Plug-in Prius hybrid offers fresh styling, even better fuel economy

  • Jimmy Dinsmore
12:00 a.m. Friday, Oct. 20, 2017 Cars
The 2017 Toyota Prius Prime represents a substantial 26 percent enhancement over its predecessor model, the Prius Plug-in Hybrid, the result of greater battery capacity and an improved hybrid system. Toyota photo

The word prime is both an adjective, noun and verb and has more than 30 different meanings. It’s a pretty broad-reaching word. So, it stands to reason that when paired with the family of Priuses (Prii) that the word Prime could take on a whole new meaning.

The Prime is brand-new for the 2017 model year and joins a vast family of Toyota’s Prius line. By my count this is now the fifth different type of Prius on the road. And, since I’ve driven each of the other Prii I can say the Prime is my favorite for many reasons.

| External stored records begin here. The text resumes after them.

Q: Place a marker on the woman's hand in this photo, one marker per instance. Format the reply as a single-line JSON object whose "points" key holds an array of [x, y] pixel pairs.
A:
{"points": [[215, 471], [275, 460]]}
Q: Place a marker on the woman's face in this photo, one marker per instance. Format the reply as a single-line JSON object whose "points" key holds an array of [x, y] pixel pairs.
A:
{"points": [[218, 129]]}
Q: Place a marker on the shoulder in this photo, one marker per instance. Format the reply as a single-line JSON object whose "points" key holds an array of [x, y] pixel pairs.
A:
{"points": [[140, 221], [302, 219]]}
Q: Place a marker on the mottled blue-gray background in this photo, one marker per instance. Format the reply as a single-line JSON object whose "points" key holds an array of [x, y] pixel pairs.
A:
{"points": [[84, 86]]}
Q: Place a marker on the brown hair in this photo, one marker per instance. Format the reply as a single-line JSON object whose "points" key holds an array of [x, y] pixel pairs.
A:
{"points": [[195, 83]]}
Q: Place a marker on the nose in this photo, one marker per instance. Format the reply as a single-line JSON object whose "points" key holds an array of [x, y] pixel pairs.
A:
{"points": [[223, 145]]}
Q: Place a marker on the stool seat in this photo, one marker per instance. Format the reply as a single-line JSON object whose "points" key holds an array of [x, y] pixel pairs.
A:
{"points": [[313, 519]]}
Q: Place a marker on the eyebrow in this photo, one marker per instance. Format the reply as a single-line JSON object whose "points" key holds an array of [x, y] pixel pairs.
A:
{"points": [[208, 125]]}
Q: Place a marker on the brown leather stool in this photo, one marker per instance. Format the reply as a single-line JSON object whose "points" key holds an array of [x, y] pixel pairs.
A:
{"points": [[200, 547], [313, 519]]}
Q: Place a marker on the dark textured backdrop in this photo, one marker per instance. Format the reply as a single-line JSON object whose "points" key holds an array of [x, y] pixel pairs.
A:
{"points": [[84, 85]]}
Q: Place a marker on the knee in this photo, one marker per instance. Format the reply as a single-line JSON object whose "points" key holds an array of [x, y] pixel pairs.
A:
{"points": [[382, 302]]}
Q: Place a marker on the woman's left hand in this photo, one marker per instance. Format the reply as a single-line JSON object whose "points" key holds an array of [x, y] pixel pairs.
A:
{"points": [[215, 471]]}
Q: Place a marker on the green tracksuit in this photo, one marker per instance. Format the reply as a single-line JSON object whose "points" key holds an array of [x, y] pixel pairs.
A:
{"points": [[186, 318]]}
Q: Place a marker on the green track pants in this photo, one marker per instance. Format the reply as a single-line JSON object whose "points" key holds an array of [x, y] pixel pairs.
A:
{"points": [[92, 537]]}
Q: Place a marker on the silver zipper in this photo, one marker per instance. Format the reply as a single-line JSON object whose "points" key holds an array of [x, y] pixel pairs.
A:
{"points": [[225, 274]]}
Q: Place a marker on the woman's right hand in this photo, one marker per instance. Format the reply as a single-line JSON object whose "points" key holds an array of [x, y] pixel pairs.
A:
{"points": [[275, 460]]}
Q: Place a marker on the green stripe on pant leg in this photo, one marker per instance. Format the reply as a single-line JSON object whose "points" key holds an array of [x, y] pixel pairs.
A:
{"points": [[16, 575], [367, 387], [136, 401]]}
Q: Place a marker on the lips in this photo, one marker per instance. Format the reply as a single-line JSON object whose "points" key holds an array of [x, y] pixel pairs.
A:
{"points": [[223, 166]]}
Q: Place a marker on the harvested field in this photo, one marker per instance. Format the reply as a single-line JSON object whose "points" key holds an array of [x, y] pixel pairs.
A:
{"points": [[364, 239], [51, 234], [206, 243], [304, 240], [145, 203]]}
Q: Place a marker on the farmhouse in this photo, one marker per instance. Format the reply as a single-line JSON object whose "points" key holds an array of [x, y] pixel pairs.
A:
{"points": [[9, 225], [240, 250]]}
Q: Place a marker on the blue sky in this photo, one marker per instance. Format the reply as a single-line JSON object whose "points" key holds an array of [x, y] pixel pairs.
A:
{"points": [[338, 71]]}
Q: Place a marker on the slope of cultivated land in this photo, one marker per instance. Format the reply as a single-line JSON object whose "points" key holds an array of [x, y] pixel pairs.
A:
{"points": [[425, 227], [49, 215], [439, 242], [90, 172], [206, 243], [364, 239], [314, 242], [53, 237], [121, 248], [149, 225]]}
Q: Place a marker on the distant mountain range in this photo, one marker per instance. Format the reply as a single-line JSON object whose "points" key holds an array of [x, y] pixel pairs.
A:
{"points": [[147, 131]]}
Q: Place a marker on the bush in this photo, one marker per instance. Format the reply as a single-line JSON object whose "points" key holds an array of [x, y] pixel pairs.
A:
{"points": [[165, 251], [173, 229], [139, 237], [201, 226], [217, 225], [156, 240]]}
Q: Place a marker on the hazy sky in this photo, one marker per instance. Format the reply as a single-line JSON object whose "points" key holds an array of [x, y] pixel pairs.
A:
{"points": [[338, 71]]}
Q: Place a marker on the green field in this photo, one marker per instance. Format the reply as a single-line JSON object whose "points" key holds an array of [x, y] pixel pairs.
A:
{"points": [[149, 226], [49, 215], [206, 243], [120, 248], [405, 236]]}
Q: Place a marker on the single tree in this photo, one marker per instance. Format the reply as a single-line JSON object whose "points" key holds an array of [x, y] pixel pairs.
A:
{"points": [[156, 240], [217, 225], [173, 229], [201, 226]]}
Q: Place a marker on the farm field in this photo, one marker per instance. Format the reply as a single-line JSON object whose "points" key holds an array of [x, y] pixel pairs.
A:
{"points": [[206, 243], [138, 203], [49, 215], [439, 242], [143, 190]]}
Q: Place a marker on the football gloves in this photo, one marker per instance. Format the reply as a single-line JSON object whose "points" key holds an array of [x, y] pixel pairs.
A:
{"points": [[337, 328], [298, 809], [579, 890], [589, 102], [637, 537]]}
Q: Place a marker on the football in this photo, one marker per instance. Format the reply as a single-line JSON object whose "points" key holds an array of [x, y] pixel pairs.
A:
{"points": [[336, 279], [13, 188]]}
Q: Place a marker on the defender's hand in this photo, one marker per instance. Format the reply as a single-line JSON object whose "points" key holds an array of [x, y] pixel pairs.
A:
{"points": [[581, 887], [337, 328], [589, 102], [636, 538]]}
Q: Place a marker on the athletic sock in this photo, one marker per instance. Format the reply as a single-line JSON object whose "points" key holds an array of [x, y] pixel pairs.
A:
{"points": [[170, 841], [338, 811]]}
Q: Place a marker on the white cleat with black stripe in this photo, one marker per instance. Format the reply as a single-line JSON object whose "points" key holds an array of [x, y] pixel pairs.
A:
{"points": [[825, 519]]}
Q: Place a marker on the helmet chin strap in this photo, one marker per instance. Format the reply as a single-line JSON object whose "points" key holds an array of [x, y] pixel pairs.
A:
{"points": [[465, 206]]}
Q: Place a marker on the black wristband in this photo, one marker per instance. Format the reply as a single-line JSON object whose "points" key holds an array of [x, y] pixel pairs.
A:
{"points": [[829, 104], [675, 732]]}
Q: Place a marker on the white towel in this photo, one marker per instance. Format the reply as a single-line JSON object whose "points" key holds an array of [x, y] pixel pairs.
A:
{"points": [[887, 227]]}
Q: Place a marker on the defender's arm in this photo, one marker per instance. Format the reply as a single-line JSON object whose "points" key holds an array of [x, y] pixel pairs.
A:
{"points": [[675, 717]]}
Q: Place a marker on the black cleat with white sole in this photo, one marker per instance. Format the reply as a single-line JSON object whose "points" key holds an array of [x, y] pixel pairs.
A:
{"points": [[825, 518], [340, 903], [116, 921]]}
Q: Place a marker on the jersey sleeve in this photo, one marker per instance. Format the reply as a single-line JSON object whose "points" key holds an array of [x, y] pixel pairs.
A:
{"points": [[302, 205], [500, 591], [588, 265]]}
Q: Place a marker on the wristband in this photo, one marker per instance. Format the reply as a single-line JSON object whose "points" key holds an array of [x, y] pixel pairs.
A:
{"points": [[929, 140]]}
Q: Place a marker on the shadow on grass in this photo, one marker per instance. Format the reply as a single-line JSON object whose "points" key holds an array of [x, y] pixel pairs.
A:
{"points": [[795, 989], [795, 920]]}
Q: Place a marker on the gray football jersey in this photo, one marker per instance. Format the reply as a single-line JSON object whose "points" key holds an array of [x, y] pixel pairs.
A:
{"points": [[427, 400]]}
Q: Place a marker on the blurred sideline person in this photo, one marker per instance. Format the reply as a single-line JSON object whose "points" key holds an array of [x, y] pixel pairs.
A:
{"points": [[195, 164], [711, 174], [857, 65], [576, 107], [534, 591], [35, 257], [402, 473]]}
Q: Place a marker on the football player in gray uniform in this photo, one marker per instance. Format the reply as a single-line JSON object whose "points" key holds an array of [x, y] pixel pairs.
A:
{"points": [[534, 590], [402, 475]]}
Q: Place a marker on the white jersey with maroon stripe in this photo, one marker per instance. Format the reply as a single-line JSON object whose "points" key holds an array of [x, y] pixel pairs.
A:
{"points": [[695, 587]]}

One, it’s everything you expect from a Prius – fuel economy being the biggest. Two, it shakes off some of the unorthodox looks of previous-generation Prius vehicles and looks more mainstream. Toyota, in general, is on a design uptick with the new Camry’s flashy-looking style and some of the improvements on the Lexus line, too. The Prius Prime is right at home with its new looks.

Three, the technology inside the Prius Prime is good, as this plug-in hybrid combines advanced battery technology with recharge capabilities and adds to an even more fuel-efficient engine. It’s the best of both worlds, with no range anxiety.

On looks, the Prius Prime is the best-looking Prius on the road. Several times during the week I had the Prime, people would say, “wait a minute, that’s a Prius.” That’s how foundationally different and better the overall appearance of the Prius Prime is.

The front end has a Lexus look to it and styling cues that continue along the side toward the equally embellished back end. The back side is quite distinctive with a stack of taillights that sit so they almost resemble a mustache. The looks are bold and may be off-putting for those who favor Toyota’s more conservative styling of the past. Say what you want, but the Prius Prime has personality.

The Prime has a 1.8-liter four-cylinder engine that, along with two electric motors work to efficiently move the hatchback. Toyota has long since perfected the seamless technology of the engine switching between gasoline and electric and in the Prime it’s smooth and effortless.

The continuously variable transmission is the only drawback to the powertrain as it offers clunky shifts that seem to drag on for too long. The 8.8 kilowatt-hour lithium-ion battery pack can be recharged by plugging into any standard 110-volt outlet to achieve 25 miles of pure electric driving. The recharge time takes more than 10 hours on a standard 110, but that 25 miles of gas-free driving can be worth it.

Inside, the four-seat Prime is comfortable. But it’s important to note that it truly is a four-seat-only car with rear bucket seats. The angle of the rear seats is comfortable and legroom is adequate considering the Prime is considered a compact vehicle. The hatch styling offers more headroom, too, as well as 19.8 cubic feet of cargo room. The standard Prius hatchback has more cargo room, but with the battery pack of the Prime, some space is lost. But that’s why Toyota has so many Prius options.

There are three trims for the Prius Prime including Plus, Premium and Advanced. My tester was the Advanced trim which adds a premium audio system, blind spot monitors (much needed with the design of the C-pillar), rain-sensing wipers, a heated steering wheel and smartphone integration. The Prime’s MSRP exceeds $30,000, making it one of the pricier Prii on the road. My tester had a final MSRP of $33,985.

Fuel economy calculations are trickier with the electric battery assist. Theoretically, if you only drove the Prime at 25 mile increments the fuel economy would be infinite. I drove the Prius Prime north of Detroit and only had to refuel at my destination, meaning I exceeded 53 mpg on a full battery and full tank. A big knock with the Prius has been a lack of power, but that felt like a non-issue during my mostly highway trek to Michigan. Through stop-and-go construction and then back up to highway speed, the Prius was never pokey or felt out of place.

Whatever definition you want to use for the word prime, the 2017 Toyota Prius Prime is a new offering and shows the evolution of this hybrid. With hot styling and more fuel-sipping technology, this is a plug-in hybrid that’s hitting its prime for sure.